IEA warns global oil supply to fall below demand in 2026 as Iran war drives energy shock
The International Energy Agency said global oil supply will fall below demand this year because of the Iran war, compounding costs across Asia and Europe. Indian Prime Minister Narendra Modi cut his motorcade size and urged austerity measures; the ECB warned the global nature of the energy shock risks stagflation in the eurozone; and European firms in China are reportedly shifting production onshore to reduce supply chain exposure.
Why it matters: An IEA supply-deficit forecast locks in a structural energy price floor for the rest of 2026 regardless of ceasefire diplomacy, meaning economies that import most of their energy face sustained inflation that domestic monetary and fiscal tools cannot easily offset.

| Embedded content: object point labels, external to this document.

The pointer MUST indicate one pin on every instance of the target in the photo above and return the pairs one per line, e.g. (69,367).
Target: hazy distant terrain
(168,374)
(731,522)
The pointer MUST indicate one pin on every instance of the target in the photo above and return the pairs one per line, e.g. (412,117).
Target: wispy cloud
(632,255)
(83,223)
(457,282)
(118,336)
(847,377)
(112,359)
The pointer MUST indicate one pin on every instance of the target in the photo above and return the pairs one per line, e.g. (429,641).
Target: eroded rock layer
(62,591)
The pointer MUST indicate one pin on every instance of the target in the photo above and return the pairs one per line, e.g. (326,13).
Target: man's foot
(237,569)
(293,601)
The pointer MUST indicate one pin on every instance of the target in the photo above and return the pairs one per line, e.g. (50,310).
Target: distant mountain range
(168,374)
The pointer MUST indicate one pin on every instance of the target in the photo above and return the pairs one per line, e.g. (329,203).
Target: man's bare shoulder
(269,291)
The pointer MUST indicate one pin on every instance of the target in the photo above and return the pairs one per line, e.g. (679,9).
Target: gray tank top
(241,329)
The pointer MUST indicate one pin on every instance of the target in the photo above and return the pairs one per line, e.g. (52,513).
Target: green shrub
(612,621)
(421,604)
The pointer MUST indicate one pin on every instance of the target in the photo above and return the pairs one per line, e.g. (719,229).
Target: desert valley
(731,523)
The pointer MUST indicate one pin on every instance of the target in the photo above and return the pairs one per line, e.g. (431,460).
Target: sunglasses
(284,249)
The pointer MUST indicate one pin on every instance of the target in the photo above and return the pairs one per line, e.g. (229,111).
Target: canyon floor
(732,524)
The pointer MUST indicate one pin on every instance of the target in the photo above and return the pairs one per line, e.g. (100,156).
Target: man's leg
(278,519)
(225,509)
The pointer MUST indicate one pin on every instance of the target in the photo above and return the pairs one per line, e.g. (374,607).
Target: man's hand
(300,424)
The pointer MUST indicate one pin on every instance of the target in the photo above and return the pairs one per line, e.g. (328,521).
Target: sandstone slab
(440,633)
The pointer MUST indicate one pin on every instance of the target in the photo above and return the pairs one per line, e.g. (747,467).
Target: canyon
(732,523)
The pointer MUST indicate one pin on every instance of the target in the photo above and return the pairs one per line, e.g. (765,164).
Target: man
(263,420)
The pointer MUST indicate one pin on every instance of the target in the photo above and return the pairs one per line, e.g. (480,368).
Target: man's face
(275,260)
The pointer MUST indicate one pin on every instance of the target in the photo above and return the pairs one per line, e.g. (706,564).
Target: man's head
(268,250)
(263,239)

US Senate again fails to curb Trump's Iran war powers, but Republican defections grow
The US Senate blocked the latest Democratic-led effort to require congressional authorisation for the Iran war, but a third Republican voted to advance the measure — the highest level of Republican dissent yet. The bill fell short of passage but the trend signals erosion of unified Republican support for unilateral executive war powers as the conflict extends and economic costs mount.
Why it matters: Each additional Republican crossover vote narrows the margin Trump retains for unilateral conduct of the war, creating a structural incentive for him to pursue deals — including through the Beijing summit — that could justify winding down the conflict before Congress forces his hand.
AI chip optimism lifts S&P 500 and Nasdaq to records; TSMC sees $1.5 trillion market by 2030
The S&P 500 and Nasdaq closed at record highs driven by semiconductor stocks, with SK Hynix approaching a $1 trillion market capitalisation on AI demand. TSMC projected the global chip market would reach $1.5 trillion by 2030, with AI as the primary driver. Analysts warned the semiconductor rally may be running ahead of fundamentals and risked stalling the broader US stocks advance.
Why it matters: Record equity valuations built on AI chip demand projections carry the same fragility seen in prior tech cycles: if AI monetisation does not materialise at the pace priced in — as already seen with Tencent and Alibaba's disappointing sales — a chip-driven correction would ripple through the broader market at a moment when US economic resilience is already tested by energy inflation.
France opens probe into whether Israeli firm BlackCore interfered in March local elections
French authorities are investigating whether an Israeli company called BlackCore ran a foreign interference campaign targeting a hard-left party ahead of France's March municipal elections, according to sources cited by Reuters and the Straits Times. The probe is at an early stage and no charges have been filed.
Why it matters: If confirmed, covert electoral interference by a foreign commercial firm — rather than a state — would expose a gap in European election security frameworks that focus primarily on state-sponsored disinformation, leaving private-sector operations-for-hire largely unaddressed.